The Lodge movie review: A cold and uneasy atmospheric horror
The Lodge, from the first scene where it lies candidly in its miniature form in what look like a child’s room, to the last scene where it stands tall and ominous in the coldness and remoteness of Massachusetts, forms the breeding ground for the horror that drives the intertwining of the stories of four estranged souls, Aiden and Mia, a son and daughter of a late mother who took her own life in the most gruesome way possible, Richard, their father, the psychologist who seems to not know how to handle the situation and thus ends putting his children through pain than relief and Grace, the woman who survived a cult mass suicide as a child and is now fit enough to marry Richard and become the stepmother of Aiden and Mia. They are all going through an internal struggle which seems to peek throughout the movie and however individualistic and disconnecting it is from one another; it is equally appending at the same time. They are all fighting their own demons almost unaware of the pain of the other, yet in their suffering somehow they are all together and the psychical reminder to that is the cold home they are made to live in shortly as a family.
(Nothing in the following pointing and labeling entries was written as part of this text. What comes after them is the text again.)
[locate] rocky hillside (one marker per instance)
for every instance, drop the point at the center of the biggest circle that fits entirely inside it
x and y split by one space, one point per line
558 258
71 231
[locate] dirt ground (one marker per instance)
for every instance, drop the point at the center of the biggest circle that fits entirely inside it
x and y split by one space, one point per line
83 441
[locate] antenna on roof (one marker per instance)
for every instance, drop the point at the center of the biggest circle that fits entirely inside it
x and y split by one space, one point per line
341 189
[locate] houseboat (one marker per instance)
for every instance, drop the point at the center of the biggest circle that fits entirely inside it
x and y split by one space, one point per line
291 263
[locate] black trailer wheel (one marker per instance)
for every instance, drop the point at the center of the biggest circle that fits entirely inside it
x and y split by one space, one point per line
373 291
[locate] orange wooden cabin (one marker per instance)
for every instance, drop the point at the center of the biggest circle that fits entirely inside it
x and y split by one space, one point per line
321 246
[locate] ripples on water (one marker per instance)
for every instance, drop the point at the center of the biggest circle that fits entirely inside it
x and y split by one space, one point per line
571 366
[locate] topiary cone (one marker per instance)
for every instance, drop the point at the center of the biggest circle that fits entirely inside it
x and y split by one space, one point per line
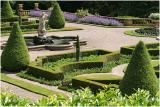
15 55
56 19
139 73
6 10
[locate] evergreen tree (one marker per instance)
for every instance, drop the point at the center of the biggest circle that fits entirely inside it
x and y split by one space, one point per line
56 19
77 49
6 10
139 73
15 56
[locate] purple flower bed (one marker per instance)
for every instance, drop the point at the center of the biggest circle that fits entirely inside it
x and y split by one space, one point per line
100 20
71 17
37 13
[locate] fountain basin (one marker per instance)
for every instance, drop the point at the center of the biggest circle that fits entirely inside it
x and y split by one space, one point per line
59 43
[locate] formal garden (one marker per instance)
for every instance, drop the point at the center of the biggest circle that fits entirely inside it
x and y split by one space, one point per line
77 62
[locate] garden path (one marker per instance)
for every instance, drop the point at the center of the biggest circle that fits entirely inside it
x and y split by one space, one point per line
19 91
54 88
97 38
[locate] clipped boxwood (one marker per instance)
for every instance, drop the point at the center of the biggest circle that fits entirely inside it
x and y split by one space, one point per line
127 50
96 81
15 56
44 73
139 73
56 19
6 10
36 68
32 26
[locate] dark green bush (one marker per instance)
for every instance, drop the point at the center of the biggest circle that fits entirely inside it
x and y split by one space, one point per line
34 26
139 73
148 31
152 49
77 49
6 10
15 55
56 19
44 73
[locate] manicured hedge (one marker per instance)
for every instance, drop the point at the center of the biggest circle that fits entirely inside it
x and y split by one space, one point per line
96 83
15 18
52 58
44 73
36 69
81 65
127 50
33 26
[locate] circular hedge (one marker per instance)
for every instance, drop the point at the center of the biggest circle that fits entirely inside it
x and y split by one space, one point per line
15 55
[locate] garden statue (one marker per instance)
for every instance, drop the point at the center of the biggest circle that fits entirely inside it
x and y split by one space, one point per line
42 23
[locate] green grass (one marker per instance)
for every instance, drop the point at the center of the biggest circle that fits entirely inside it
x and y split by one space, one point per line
28 86
30 31
68 75
133 33
54 65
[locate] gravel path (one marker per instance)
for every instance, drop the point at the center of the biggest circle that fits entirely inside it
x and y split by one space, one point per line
19 91
97 38
54 88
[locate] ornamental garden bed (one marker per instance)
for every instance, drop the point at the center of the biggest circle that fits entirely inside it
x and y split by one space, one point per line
64 71
153 49
144 32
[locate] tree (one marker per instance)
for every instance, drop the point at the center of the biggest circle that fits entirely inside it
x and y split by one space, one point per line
56 19
139 73
6 10
15 55
77 49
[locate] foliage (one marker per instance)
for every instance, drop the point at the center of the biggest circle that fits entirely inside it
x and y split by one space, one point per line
77 49
99 20
10 99
85 97
56 19
15 56
82 12
139 73
150 31
154 16
6 10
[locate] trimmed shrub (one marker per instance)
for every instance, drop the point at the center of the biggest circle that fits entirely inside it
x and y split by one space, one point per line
6 10
127 50
44 73
56 19
15 55
77 49
139 73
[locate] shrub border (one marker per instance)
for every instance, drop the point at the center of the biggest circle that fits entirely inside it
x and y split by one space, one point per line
127 50
133 33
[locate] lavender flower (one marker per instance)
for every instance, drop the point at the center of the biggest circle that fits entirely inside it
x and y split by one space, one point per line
71 17
100 21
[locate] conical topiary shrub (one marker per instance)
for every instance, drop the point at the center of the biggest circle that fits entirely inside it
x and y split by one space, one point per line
139 73
6 10
15 54
56 19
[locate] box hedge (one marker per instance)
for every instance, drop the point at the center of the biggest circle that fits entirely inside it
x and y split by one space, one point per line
127 50
139 73
15 56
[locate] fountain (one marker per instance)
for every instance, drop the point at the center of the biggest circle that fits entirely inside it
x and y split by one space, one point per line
42 41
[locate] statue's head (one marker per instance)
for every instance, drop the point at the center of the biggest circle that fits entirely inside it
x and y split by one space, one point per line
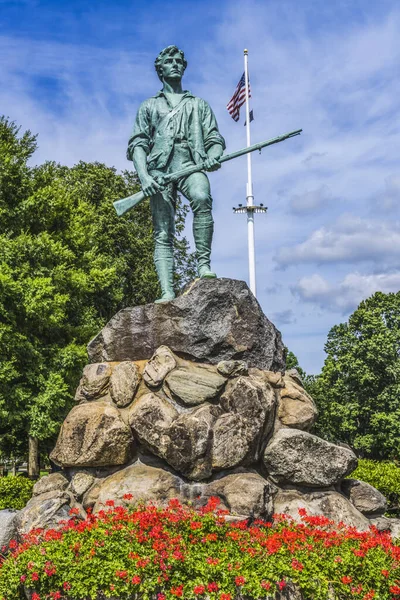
170 58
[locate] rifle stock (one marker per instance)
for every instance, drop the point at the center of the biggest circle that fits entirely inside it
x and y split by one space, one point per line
122 206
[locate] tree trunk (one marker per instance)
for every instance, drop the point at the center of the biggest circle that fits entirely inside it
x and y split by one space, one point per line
33 458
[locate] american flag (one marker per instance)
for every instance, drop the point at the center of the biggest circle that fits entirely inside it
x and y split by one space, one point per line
238 99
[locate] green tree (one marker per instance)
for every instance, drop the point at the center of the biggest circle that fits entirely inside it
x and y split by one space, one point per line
358 391
67 264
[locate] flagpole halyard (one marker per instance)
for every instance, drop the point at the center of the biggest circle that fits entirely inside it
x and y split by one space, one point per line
249 188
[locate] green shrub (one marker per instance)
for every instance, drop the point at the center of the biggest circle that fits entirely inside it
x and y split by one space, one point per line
384 476
149 553
15 492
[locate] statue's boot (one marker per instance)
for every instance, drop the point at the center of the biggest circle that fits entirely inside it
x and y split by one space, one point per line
203 229
164 262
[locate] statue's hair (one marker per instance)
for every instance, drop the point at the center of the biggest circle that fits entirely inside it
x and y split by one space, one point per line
168 51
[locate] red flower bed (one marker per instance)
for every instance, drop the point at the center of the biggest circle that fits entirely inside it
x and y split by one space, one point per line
177 552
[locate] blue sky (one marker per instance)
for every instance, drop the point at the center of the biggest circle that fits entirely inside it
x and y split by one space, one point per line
75 73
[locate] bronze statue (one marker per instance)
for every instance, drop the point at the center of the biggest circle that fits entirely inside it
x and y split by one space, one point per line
174 130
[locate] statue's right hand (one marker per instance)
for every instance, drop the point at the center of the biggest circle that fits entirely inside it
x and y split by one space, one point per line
150 187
Because of the unquestionable burdensome sadness that is surrounding each of them, there is a cold and awkward behaviour towards each other like when Grace introduces her for the first time to Aiden and Mia, there is not a single word spoken back, and when grace wears the red cap of their mother, it is snatched away from her. This not only introduces us to the grim layers that lie below this uncompleted family structure, it also kind of tries to tease us with the extent to which something can go wrong and something does go wrong but the anticipation of it all: it is felt at every step of the way. This creates an atmosphere of unease which is most probably what the story is trying to achieve because this is a kind of story that does not depend on jump scares or ghosts killing you in your dream, the horror lies in the living and not the dead, the things they are capable of and the extents to which they might go astray.
Along with the performances by each actor that is demanded of characters whose arcs provides the horror in such a psychological atmospheric movie, Thimos Bakatakis, with his low-temperature frames, close up and extreme close-up shots manages to add to the eerie apprehension of the movie. Through his lens we almost feel we are into the minds of the characters and the uncomfortable dynamics they have established with each other. There is not a single moment in the film which allows to have a sense of relaxation of some sort as it generally happens between two jump scares which this movie does provide but not in the most expected way.
Although this movie can be called a slow burn by horror fans who would love to be kept at the edge of their seats by something more gruesome that the terrifying dreams that a cult survivor would have after she is the only one of the 39 people that did not kill herself, the pace is never the main character here, it’s the details, the resemblance of the lodge to the miniature lodge in the Aiden and Mia’s home which they use for playing with the doll version of their dead mom, the presence of catholic iconography in the lodge like the haunting replica of Virgin annunciate, Grace’s dreams of her cult leader father, everything indicates to the turbulence that is going inside their minds that can come to the surface at any time and it does; pouring out from the screen to haunt us with the humanity that lies behind it all.